A transfer worth $100,774,102 just went through the XRP Ledger. The transfer moved 35,000,000 XRP in a way that points back to Ripple rather than a private holder. At first, the transaction appeared straightforward — one wallet pushing coins out to another. However, following the trail reveals that it was more complex, according to XRPWallets.
The originating account split its output, with 10 million XRP traveling one way and the larger 35 million XRP block traveling along a different route. The larger portion stopped briefly at an address already tied to Ripple before nearly 30 million XRP landed in a wallet identified by trackers as part of the On-Demand Liquidity network.

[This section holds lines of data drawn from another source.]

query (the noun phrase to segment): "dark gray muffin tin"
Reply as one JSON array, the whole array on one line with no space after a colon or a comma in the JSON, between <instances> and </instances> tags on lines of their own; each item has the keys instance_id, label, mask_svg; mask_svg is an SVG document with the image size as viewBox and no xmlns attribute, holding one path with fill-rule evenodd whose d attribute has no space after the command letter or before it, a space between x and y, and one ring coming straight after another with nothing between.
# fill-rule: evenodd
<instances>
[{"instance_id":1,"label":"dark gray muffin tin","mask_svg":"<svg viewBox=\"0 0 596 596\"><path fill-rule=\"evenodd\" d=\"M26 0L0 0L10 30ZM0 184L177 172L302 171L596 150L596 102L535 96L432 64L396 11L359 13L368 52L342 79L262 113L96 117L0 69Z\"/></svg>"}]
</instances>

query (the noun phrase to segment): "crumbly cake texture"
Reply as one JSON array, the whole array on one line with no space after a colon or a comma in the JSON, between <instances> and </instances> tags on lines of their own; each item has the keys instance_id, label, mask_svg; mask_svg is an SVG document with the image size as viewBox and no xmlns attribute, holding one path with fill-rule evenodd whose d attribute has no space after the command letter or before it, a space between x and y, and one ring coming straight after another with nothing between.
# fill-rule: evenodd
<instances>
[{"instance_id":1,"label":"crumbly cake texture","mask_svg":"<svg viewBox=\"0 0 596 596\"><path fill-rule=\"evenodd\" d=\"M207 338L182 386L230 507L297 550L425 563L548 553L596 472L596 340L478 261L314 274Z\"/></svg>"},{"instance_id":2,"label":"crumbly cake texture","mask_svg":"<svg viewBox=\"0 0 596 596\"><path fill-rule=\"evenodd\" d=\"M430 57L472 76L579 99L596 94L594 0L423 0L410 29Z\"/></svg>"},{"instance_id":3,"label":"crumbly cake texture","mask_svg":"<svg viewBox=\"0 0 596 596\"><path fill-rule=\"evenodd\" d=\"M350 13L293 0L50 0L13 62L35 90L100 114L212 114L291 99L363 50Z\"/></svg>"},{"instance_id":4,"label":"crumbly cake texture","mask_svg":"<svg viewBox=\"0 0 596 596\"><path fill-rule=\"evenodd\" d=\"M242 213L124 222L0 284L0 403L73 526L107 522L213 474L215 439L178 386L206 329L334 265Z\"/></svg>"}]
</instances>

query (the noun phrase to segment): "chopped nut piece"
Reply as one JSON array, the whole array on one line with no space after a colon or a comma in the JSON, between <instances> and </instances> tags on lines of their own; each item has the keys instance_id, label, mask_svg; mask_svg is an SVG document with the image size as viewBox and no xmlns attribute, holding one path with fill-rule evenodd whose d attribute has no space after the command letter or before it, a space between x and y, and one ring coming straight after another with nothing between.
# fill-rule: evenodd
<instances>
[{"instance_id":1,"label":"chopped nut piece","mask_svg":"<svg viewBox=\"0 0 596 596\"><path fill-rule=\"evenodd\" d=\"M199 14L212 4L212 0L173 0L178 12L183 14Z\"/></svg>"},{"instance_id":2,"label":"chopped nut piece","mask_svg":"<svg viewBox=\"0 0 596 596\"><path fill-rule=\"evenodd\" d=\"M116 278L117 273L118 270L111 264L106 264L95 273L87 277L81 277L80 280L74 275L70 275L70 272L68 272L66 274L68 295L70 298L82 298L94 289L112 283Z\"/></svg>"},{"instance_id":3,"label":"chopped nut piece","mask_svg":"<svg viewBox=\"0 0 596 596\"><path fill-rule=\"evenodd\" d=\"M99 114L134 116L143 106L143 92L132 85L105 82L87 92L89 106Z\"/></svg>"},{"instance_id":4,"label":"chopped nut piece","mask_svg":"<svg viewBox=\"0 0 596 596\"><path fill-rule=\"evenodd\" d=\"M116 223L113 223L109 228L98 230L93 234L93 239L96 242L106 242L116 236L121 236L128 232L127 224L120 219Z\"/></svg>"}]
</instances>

To someone scanning raw ledger entries, it may appear as though "unknown wallets" are shifting hundreds of millions of dollars back and forth with no clear purpose, but this pattern is familiar.
Ripple often moves tokens this way when reshuffling reserves, positioning liquidity for corridors, or fulfilling obligations linked to institutional clients. The hops and unlabeled addresses mask intent, but the direction almost always aligns with Ripple’s internal structure.
XRP price reaction to Ripple transfers
This movement comes at a time when pressure is on the XRP market. The token has slipped 7.82% over the past week and is now trading near $2.84, down from above $3.4 earlier in August.
For context, a 35 million XRP transaction is large enough to equal about a third of the daily spot turnover on some midtier exchanges.
The chart shows XRP at a delicate point, testing the $2.80 area. Holding above this keeps the current structure, with a potential return to $3.20-$3.40 if the market allows. A drop below this could reach the $2.40-$2.50 range, which was the base before the July rally.
The next few weeks may show if Ripple is preparing for more transactions or if XRP dips further before stability returns.